Servier compares Ireland to Switzerland. "The Swiss have had the same policy towards pharmaceuticals since the time of the French Revolution," he says.

"It's been a complete success, a considerable, reliable source of wealth. Ireland and Switzerland are both countries with few natural resources but talented populations."

Servier established the Arklow plant in 1989.

"Our clients didn't like the fact that everything was manufactured in France," Servier adds. "They were afraid of another world war or a revolution.

"Among the prejudices about France, there is always the image of a revolutionary country. They wanted a peaceful country, which is why we thought of going to Ireland, a neutral country and what was more, an island."

The company was also seduced by IDA Ireland, which took Servier and Bazantay on a tour of 200 sites, including a salmon-stocked river near a ruined castle, so beautiful that Servier refused to build a plant there.
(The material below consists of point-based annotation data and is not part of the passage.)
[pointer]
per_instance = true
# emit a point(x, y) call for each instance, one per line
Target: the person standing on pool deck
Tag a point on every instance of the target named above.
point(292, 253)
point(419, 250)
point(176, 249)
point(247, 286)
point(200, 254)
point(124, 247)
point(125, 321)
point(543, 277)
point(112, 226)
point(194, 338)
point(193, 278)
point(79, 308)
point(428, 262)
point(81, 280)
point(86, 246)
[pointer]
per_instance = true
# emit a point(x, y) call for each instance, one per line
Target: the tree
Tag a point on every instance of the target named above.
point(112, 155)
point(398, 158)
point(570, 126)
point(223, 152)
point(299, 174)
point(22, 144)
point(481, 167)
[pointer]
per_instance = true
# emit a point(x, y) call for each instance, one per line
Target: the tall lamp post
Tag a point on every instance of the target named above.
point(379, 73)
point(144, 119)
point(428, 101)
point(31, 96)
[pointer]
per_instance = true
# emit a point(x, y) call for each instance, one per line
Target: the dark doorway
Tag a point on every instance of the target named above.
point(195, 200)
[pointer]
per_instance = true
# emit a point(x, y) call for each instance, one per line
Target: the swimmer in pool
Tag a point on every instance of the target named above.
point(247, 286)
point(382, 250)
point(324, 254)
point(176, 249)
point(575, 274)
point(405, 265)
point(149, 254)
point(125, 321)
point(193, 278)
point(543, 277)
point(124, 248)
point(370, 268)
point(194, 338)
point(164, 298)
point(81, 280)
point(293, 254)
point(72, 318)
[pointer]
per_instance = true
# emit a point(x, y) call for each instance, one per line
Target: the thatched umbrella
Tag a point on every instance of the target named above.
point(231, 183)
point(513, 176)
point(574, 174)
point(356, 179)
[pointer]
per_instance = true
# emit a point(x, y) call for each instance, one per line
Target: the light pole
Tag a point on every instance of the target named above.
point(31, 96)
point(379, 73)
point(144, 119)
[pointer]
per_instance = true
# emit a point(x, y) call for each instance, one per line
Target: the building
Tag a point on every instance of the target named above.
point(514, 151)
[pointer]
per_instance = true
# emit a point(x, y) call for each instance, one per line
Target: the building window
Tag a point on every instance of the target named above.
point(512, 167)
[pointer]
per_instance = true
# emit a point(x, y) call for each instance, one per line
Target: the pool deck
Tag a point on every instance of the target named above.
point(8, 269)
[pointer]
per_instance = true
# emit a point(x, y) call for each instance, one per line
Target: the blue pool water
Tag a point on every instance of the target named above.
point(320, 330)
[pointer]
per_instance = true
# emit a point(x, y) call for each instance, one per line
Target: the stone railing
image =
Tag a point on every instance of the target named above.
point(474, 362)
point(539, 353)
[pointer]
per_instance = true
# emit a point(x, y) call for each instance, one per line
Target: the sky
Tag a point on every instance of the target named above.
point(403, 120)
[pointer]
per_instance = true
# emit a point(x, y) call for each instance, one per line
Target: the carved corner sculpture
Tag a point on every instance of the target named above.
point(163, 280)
The IDA arranged appointments with high-ranking officials and negotiated a grant agreement, which subsidised the creation of Irish jobs.

Servier says Ireland's 12.5 per cent corporate tax rate "wasn't what made up our minds, even if it was pleasant" - especially when compared with the 33 per cent rate in France.
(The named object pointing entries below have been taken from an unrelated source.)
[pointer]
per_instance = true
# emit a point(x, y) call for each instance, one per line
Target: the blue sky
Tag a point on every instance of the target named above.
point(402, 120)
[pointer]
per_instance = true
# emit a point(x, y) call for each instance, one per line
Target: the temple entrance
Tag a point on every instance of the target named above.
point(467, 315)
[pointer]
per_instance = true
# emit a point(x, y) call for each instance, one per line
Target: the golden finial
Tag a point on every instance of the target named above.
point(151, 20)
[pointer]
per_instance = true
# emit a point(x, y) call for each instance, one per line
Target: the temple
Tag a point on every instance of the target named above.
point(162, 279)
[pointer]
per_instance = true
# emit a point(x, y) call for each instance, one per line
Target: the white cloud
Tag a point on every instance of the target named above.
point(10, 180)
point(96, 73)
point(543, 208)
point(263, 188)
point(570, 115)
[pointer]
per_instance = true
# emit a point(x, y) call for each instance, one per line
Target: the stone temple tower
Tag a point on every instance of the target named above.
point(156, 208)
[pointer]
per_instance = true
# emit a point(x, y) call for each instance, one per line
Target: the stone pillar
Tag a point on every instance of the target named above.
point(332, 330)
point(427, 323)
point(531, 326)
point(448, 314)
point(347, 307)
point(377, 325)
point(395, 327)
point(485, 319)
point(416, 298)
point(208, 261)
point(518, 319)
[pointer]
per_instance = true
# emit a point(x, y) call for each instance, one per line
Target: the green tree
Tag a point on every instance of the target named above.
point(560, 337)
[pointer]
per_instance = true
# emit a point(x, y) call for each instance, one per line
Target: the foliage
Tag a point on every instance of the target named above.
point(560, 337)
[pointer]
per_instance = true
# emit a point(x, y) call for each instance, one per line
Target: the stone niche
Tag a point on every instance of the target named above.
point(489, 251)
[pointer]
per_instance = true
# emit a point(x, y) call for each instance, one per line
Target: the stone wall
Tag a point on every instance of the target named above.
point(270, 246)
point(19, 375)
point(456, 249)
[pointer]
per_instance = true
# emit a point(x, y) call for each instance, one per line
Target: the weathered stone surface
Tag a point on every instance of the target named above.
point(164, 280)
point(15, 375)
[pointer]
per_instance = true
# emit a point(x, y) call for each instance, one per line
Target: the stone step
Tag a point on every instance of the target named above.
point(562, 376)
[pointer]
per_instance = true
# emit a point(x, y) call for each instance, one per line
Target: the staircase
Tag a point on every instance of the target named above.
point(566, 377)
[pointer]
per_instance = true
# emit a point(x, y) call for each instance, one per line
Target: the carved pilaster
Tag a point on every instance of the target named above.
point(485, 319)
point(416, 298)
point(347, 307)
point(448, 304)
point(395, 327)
He admits his company considered the zero corporate tax offered by Estonia, but found the language and small population an obstacle.
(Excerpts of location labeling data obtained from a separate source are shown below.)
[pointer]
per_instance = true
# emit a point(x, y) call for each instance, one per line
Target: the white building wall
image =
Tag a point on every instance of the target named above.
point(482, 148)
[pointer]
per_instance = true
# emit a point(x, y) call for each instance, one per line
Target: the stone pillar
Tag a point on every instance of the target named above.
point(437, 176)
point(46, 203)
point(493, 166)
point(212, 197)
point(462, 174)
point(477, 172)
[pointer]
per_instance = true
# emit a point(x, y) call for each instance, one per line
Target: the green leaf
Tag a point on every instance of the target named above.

"When we're happy in a country, that comes before everything else," he says. "I don't want to tempt fate, but I think we would stay in Ireland (even if the corporate tax rate changed and the IDA stopped grants)."

Another advantage of working in Ireland is the relative absence of what Servier calls "red tape" or dirigisme.

After a new medicine is registered, the pharmaceutical company negotiates its price with the Government. In Ireland, the process takes three months; in France, Italy and Spain, it takes more than a year.

Only recently, Servier says, has the French government realised the importance of investing more in research and helping rather than hindering its pharmaceutical industry, the biggest in Europe.

Pharmaceuticals are a slow industry that is forced to work fast. "We apply for a patent the day we discover a molecule," Servier explains.

"It then takes 12 years to develop the product, which leaves only eight years of exclusive rights until the patent runs out and we are into price competition. One year out of eight is a huge amount of time to lose."

He says his decision, half a century ago, to turn Servier into a foundation, is the way of the future.

"I was always alarmed at the difficulties encountered on the stock market by companies in slow professions like ours," he explains. "We have never had to pay dividends, so we can reinvest our profits in research.

"If you have pension funds as shareholders, you are under pressure to pay high dividends. This western financial system was fabulous, because it made it possible to build railroads, ports and cities. But it's outdated for industries with a long lead time."

Factfile

Name: Dr Jacques Servier

Position: Since 1954, founding president of Servier Research, the second largest pharmaceutical company in France.

Family: He is a widower with three daughters and seven grandchildren.

Background: He graduated from medical school in Paris in 1947. Now a worldwide group with 17,500 employees in 140 countries, Servier has a turnover of €3.2 billion and has been in Ireland since opening a plant in Arklow in 1989.

Interests: Gardening, reading non-fiction - the last book he read was Pierre Joannon's Histoire de l'Irlande et des Irlandais - and walking in Paris.

Why he is in the news: Minister of Enterprise, Trade and Employment Micheál Martin will today announce a major expansion by Servier in Ireland. The company will spend €70 million to double the capacity of its Arklow plant, which produces 15 medicines for cardiovascular disease, diabetes and depression.

Mr Martin's announcement will take place at the Belview site, a new industrial zone on the border between Kilkenny and Waterford, where Servier will build a €45 million plant. Dr Servier says it is "almost certain" the Belview plant will be further expanded for a total investment of €115 million.